The Wire is almost too good. Almost.Up until I tore through the first four seasons of the mind-crushingly excellent cop drama The Wire on DVD earlier this year, I'd been hearing for a few years how it was the best show on television, maybe even the best show ever. It seemed like ridiculously high praise, and I took it with a serious amount of salt, until I watched it and was hooked. As much as I hate hype, sometimes hype is actually accurate, and The Wire, for my money, is one of those cases.
If you don't know, The Wire is a cop show from HBO (which means cussing and nudity!) set in Baltimore that follows a single investigation for each of its five seasons, more or less (it gets more complex as it goes on, and I can't be more specific lest I spoil anything). It was co-created by former reporter David Simon (he wrote the non-fiction book NBC's Homicidewas based on) and former Baltimore cop Ed Burns. With each season, the show expands its scope, giving time to not only the cops and the drug dealers they're chasing, but also to encompass the upper echelons of the police department, as well as city hall, the media and the public school system. It features some of the best acting I've ever seen, anywhere, as well as an ensemble cast of characters that are, to a person, all totally fascinating.

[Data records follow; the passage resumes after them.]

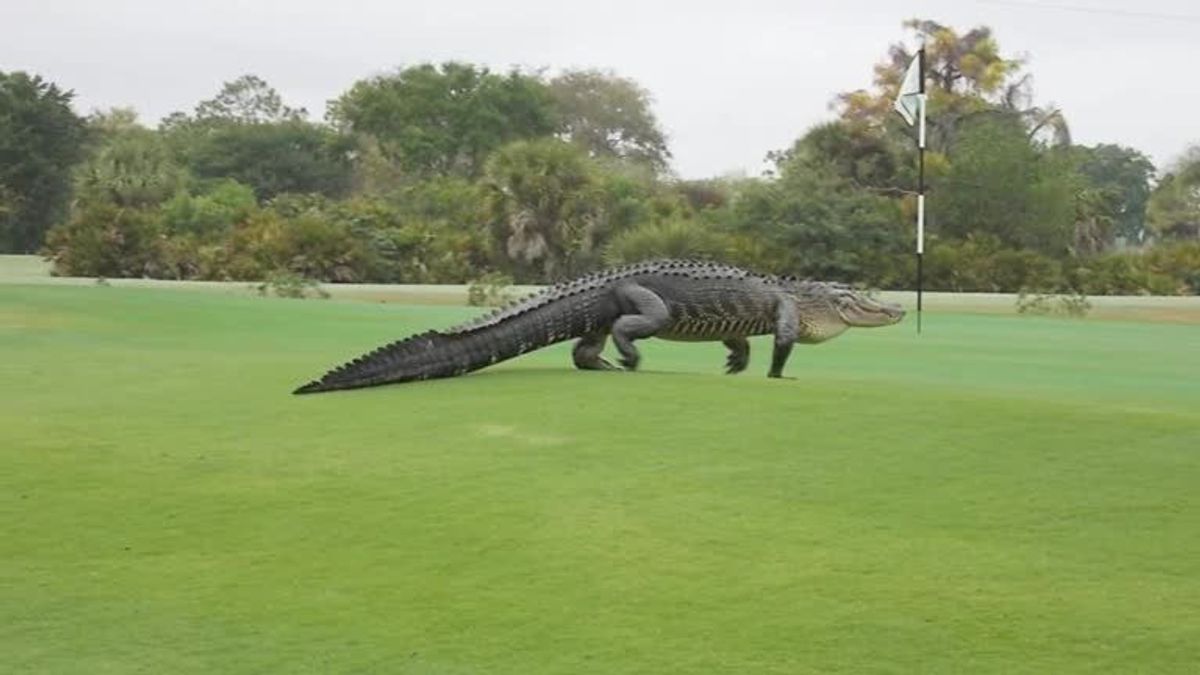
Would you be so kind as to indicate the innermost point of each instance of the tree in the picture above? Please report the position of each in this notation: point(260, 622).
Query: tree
point(246, 133)
point(547, 208)
point(445, 120)
point(810, 221)
point(1174, 208)
point(274, 157)
point(247, 100)
point(41, 139)
point(852, 151)
point(610, 115)
point(131, 168)
point(967, 78)
point(1119, 184)
point(1000, 184)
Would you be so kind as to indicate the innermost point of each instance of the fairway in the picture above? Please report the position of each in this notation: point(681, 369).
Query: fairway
point(1002, 494)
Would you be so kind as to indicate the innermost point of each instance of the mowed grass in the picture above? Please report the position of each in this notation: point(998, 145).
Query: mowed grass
point(999, 495)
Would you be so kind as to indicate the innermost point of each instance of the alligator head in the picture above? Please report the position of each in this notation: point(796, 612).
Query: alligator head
point(826, 310)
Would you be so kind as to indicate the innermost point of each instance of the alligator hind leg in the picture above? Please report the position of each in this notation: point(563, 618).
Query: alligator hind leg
point(587, 352)
point(739, 354)
point(643, 315)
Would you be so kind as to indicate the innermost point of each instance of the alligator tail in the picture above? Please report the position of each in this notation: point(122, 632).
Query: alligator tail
point(545, 318)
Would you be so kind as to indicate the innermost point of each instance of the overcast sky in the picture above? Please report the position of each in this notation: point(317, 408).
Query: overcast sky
point(731, 79)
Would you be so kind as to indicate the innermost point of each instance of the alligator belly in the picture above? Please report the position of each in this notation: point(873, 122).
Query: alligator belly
point(702, 330)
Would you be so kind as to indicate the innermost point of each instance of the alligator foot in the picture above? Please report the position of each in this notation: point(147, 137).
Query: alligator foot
point(739, 356)
point(595, 364)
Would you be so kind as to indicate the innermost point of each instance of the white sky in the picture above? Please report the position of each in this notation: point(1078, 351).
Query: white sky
point(731, 79)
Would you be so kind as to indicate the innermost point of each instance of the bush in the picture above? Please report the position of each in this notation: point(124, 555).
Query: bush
point(1074, 305)
point(492, 290)
point(1121, 274)
point(102, 239)
point(287, 285)
point(671, 239)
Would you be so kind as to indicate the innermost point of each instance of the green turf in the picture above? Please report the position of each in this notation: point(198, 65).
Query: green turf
point(1000, 495)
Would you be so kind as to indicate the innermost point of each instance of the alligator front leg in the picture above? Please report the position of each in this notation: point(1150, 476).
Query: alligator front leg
point(587, 352)
point(643, 314)
point(787, 330)
point(739, 354)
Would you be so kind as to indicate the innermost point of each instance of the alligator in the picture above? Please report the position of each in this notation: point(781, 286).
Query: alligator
point(671, 299)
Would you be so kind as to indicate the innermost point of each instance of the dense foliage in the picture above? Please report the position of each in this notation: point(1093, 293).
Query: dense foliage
point(453, 172)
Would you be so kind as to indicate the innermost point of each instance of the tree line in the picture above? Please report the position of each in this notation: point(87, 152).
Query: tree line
point(450, 172)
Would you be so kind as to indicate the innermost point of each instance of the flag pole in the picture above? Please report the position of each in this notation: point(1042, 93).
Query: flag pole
point(921, 183)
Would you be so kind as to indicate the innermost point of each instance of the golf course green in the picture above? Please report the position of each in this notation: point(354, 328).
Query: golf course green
point(1002, 494)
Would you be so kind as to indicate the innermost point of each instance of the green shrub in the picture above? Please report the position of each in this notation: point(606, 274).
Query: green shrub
point(670, 239)
point(103, 239)
point(288, 285)
point(1041, 304)
point(491, 290)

The fifth and final season of The Wire was just released on DVD, and it's not exactly the best place to start if you're new to the show – a good buddy of mine who actually convinced me to give it a shot after watching the third or fourth season On Demand after never having seen any of it before has since lamented that, as he goes back and watches the DVDs in order, he's already spoiled several of the bigger plot points for himself – but if you can rent the DVDs or buy them cheap (or expensive – it's totally worth it) and work through it in order, it really is the best American TV show I've ever seen (though I'd also put HBO's Deadwood in that conversation). Believe the hype, people. If television gets much better than The Wire, I'm not sure I could handle it.